Gazeteci Fatih Portakal, Kılıçdaroğlunun "Kalemini satan gazetecinin gazeteciliğini sorgulamak benim görevimdir" sözleri üzerine "Kimi kastediyorsanız cesaretiniz varsa söyleyeceksiniz. Kimmiş bu kalemini satanlar, açıklarsınız" diye seslendi. Portakal’ın Kılıçdaroğluna yönelik sözleri çok sayıda tepki topladı. O tepkilerden biri gazeteci Cemal Köyük’ten geldi.
Portakal’a yazdığı yazı ile yanıt veren Köyük, "Gazetecilik reyting uğruna yapılacak bir meslek değildir. Üslup diye bir şey kalmadı. Gazeteci mi siyasetçi mi? Kimin kim olduğu belli değil." İfadelerini kullandı.
Köyük, sosyal medya hesabından yayımladığı yazısında, “Yazdım bir kenara koymuştum bu yazıyı.. İnanın yazmak istemiyorum. Ama bakıyorum izliyorum haksızlığa tahammül edemiyorum.
Kim katılır kim katılmaz benim için çok da önemli değil. Umursamayan da olabilir.
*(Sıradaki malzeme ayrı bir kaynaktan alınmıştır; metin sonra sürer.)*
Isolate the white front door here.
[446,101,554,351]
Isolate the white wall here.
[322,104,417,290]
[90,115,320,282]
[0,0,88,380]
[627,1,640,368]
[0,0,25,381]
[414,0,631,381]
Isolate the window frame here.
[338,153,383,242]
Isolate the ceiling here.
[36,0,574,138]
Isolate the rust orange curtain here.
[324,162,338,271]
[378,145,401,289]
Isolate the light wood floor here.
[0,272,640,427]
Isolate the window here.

Ama birinin yazması lazım dedim.” ifadelerini kullandı.
“Gazetecilik nereye gidiyor?” diye soran Köyük, şöyle devam etti:
“Gazetecilik reyting uğruna yapılacak bir meslek değildir.
Üslup diye bir şey kalmadı. Gazeteci mi siyasetçi mi? Kimin kim olduğu belli değil?
Kim bunlar kesinlikle tartışmak lazım. Mesleği kendi çıkarına kullanmalarına da izin verilmemeli ve Türkiye Gazeteciler Cemiyeti buna artık el atmalı.
Bu insanlar mesleği gerçekten utanılacak hale getirdiler.
Bir kanal da gazeteciler bir masa etrafında toplanıp Kılıçdaroğlu'nu eleştirmek için adeta birbiri ile yarışıyorlar. Buraya kadar her şey normal. Eleştiri olacak. Ancak konuşma tarzları ise berbat. Üslup'u diye bir şey yok. Acayip bir tavırla, 'Hadi ya hala konuşuyorsun kaç kere kaybettin, bir başkası, ya bırak arkadaşım' diye konuşuyor. "
“Gazeteci meslektaşlara soruyorum” diye seslenen Köyük, “Gazeteci elbette eleştirir de, Kılıçdaroğlu sizin okul arkadaşınız mı da yalı yulu konuşurken kiminle konuşuyorsunuz farkında değil misiniz?
Saygı nezaket diye bir şey var. Ama bunlar da kalmamış sizde..
Nedir bu her şeyi bilmişlik tavrınız?
Hayır sen partili misin yoksa gazeteci mi?
Bunlar nasıl konuşma nasıl tavırlar. İnanılır gibi değil..
Karşınızda olup olmaması da önemli değil kişilerin.. Her ortam da bunları yapıyorsunuz.
CHP’nin veya herhangi bir partinin başına kim geçecek ona gazeteciler karar verecek?” dedi.
Köyük, yazısının devamında şu ifadeleri kullandı:
“Bu nasıl gazetecilik böyle?
Yıllardır tanıdığım arkadaşlar da var içlerinde. Siyasetin dışında başka konular da var bu ülke de biraz onları da araştırın da kamuoyuna faydanız olsun. Mesela çarşı pazar marketlere gidip bir bakın bakalım ne var ne yok..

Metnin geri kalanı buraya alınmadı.